La alerta fue dada por un amigo de su hija menor, de 16 años, quien confió a la policía que un bebé se encontraba en el congelador.
Durante el registro del domicilio de la Sra. S. Y sus tres hijas en Bédoin, cerca del Mont Ventoux, la gendarmería descubrió dos recién nacidos de sexo femenino envueltos en una bolsa de compras, una sábana beige y una manta rosa.
Las conclusiones de los médicos forenses revelaron que el primero, nacido en marzo de 2018, vivió unos días y fue alimentado antes de fallecer a causa de un traumatismo craneoencefálico.
Según la autopsia, el segundo recién nacido murió poco después del parto debido a la falta de atención al nacer, en particular porque su cordón umbilical no fue seccionado.
A lo largo de la investigación, su abogada, Me Charlotte Brès, aseguró a la AFP que la madre “no ha cambiado su versión” y niega cualquier intención infanticida: “el primer bebé murió por una caída en las escaleras y el segundo por complicaciones en el parto, ya que sufrió una negación total del embarazo”.
Aurélie S., que tuvo siete embarazos en total, incluyendo un parto anónimo y un aborto, tuvo un seguimiento médico muy irregular, o incluso inexistente en algunos de sus embarazos.
“Guardarlas cerca de ella”
En relación con el primer bebé fallecido, su hija mayor declaró a los investigadores que asistió al parto en casa y relató que su madre se negó a llamar a los bomberos.
La acusada explicó que sufrió una caída por las escaleras al regresar de las compras con el bebé en brazos, unos días después del nacimiento.
Cuando vio que el bebé no lloraba ni respiraba, lo metió en el congelador y dijo a sus hijas que lo había “dado en adopción”.
En cuanto al segundo bebé, aseguró no haber sabido nada de su embarazo y haber dado a luz una noche en su sofá, sola.
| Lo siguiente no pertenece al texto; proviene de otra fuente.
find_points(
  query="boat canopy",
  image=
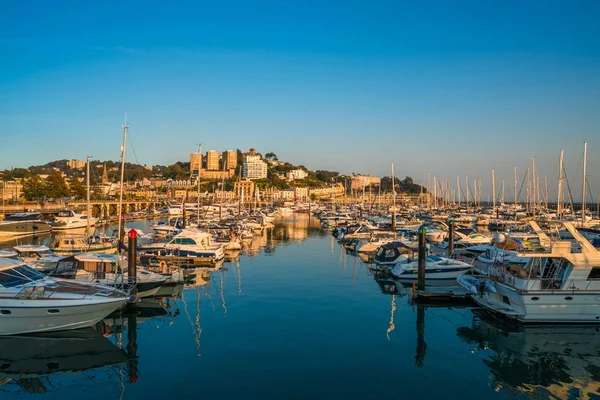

Un parto “difícil”, con “mucha sangre”, según sus palabras.
Sin explicar por qué no llamó a los servicios de emergencia esta vez, admitió haber llevado el pequeño cuerpo inanimado al lavadero, antes de colocarlo en el congelador, junto al primero.
A sus 44 años, Aurélie S. No se explica su gesto. Dijo a los investigadores que quería “una sepultura” para sus bebés, a los que llama “las muñecas”.
“Su única explicación es que quería guardarlas cerca de ella”, continúa su abogada, “dijo “no iba a dárselas a los cerdos del Mont Ventoux””.
“El vínculo está roto”
Criada en una familia “amorosa” con una educación religiosa y estricta, Aurélie S. Confesó durante las peritajes psiquiátricos haber sido violada por un primo cuando era pequeña, y luego haber vivido relaciones amorosas caóticas, incluso violentas.
Me Jean-Marc Geiger, que representa al padre y a parte de la familia del primer recién nacido fallecido a causa de una fractura de cráneo, denuncia a una mujer que “no reconoce nada”. “Habla de una muerte accidental, ha mentido absolutamente sobre todo”, insiste ante la AFP.
La abogada de las tres hijas de la Sra. S., que son parte civil y denuncian violencias en su contra, asegura que este caso no se parece a otros similares porque “no vienen en apoyo de su madre, con la que el vínculo está roto”.
Según Me Delphine Galan Daymon, las tres hijas “también están implicadas en los hechos de naturaleza criminal”.
El juicio en Avignon está previsto hasta el 27 de marzo.